Just like it’s a privilege to attend college, it’s also a privilege to understand what student loan debt means. We tell our high school students that it’s “the way out.” Yet, we don’t tell them how they should avoid incurring debt as much as possible. Instead of spending time educating young people about debt and student loans, we have them take quizzes about which college is right for them. We invite speakers to talk about the benefits of college. We even tell students to take classes solely designed to prepare them for college.
We See the Problem, Now What?
Student loan forgiveness acknowledges the problem that we all know exists, but it doesn’t solve the problem. It doesn’t educate young people on the severity of making a decision before they’ve graduated from high school.
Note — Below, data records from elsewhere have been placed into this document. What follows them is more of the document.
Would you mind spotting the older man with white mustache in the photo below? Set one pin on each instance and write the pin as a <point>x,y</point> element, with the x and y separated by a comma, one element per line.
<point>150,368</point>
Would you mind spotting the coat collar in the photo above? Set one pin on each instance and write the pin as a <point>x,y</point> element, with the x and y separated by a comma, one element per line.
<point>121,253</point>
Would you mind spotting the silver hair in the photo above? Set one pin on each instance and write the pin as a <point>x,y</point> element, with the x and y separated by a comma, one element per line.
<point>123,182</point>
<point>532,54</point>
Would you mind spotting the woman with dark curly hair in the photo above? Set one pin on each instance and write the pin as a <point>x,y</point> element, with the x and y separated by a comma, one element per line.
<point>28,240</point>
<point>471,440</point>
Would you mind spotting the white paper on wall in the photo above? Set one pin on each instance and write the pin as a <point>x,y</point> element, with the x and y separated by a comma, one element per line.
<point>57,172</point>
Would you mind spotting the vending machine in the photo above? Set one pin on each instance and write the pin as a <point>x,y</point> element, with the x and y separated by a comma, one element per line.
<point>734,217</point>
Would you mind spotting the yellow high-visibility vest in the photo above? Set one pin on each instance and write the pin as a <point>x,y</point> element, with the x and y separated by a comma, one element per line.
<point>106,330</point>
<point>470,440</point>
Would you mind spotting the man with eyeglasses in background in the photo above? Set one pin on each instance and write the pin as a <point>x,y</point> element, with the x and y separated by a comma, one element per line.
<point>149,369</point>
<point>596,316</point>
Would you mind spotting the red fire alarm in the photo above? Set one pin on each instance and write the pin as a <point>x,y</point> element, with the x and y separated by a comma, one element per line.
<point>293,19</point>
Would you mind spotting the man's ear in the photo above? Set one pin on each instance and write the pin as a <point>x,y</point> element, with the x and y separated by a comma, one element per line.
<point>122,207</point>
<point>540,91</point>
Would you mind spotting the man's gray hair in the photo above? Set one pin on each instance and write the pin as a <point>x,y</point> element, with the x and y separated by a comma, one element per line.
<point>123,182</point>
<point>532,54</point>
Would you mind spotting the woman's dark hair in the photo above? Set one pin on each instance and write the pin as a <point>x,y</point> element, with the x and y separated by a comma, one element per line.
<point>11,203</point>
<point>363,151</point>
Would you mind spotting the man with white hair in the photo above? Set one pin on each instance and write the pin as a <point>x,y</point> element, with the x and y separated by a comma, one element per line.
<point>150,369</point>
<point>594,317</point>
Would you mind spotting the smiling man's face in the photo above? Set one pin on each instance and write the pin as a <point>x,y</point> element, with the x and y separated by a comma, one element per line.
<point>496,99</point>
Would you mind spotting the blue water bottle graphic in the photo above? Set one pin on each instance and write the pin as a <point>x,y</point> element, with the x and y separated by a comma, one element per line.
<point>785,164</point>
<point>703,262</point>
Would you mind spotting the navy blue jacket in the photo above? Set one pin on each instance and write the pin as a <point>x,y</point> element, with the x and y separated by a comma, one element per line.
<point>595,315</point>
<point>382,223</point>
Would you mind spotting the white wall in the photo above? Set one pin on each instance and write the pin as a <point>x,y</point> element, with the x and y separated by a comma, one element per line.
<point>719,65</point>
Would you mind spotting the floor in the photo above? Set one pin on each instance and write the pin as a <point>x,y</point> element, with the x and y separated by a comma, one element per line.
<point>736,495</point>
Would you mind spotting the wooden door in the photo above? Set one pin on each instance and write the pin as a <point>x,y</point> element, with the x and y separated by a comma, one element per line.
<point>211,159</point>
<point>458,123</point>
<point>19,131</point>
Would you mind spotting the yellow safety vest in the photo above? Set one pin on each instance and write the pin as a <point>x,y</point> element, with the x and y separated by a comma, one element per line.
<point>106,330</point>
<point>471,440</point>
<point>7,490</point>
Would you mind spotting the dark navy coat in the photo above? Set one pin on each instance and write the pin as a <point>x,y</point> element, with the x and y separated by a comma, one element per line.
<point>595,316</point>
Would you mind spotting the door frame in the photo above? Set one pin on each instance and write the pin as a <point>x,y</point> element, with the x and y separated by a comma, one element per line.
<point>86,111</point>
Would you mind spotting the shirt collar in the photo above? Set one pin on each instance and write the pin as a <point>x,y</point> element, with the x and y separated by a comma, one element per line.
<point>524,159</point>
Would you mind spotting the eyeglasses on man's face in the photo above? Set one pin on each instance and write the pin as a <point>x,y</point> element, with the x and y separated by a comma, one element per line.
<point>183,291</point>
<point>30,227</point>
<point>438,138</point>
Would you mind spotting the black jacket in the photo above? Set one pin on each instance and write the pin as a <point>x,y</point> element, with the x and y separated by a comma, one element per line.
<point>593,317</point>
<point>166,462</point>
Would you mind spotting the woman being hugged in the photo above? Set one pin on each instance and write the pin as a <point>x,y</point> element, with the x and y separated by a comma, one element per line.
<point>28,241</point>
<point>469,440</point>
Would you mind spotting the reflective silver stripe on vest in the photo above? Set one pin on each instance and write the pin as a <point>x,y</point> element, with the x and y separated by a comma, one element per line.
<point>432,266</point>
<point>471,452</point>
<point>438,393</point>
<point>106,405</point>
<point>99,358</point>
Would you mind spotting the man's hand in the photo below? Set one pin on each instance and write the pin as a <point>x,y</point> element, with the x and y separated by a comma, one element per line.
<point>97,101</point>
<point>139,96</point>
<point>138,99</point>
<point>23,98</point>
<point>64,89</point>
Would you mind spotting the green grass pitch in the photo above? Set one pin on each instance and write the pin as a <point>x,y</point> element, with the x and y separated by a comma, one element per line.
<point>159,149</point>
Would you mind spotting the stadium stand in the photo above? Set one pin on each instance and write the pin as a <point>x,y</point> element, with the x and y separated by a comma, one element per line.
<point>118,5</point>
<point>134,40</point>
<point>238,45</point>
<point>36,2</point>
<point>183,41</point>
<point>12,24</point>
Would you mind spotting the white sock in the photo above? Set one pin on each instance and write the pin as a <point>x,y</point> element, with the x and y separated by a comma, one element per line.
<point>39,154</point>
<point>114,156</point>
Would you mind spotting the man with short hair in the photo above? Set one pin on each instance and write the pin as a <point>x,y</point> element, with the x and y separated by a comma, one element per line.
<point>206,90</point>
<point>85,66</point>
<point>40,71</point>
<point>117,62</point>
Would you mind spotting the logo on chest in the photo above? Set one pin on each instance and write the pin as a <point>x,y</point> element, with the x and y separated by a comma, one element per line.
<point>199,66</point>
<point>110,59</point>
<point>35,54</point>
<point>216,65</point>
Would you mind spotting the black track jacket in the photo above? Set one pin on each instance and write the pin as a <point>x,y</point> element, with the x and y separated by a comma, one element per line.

Student loan determines the amount of money you’ll allocate away from the life you want and toward the life you left behind. College is only worth it when that one four-year decision you made at eighteen doesn’t limit what you can do with the opportunity that degree gave you. If the point of college is to open up job opportunities for financial security, then any student loans that keep you from achieving financial security outweigh the benefits of getting a degree.
To Attend or Not To Attend
As a college graduate who has always loved learning, I’d tell everyone to attend college if it aligns with their goals. Get a degree to give you financial stability. Get a degree to qualify you for your dream job. Don’t get a degree if the university charges more than any mortgage you’d be willing to pay. Paying tuition is an investment in yourself and I’d argue it’s a necessary investment, but it shouldn’t be your only investment.
Diversify your investments and understand that college isn’t the only path. Sometimes, the best option is to put it off for a better time in your life. Choose an institution that fits your needs financially, academically, and logistically because, no matter what the college entrance season makes you think, colleges should fit you.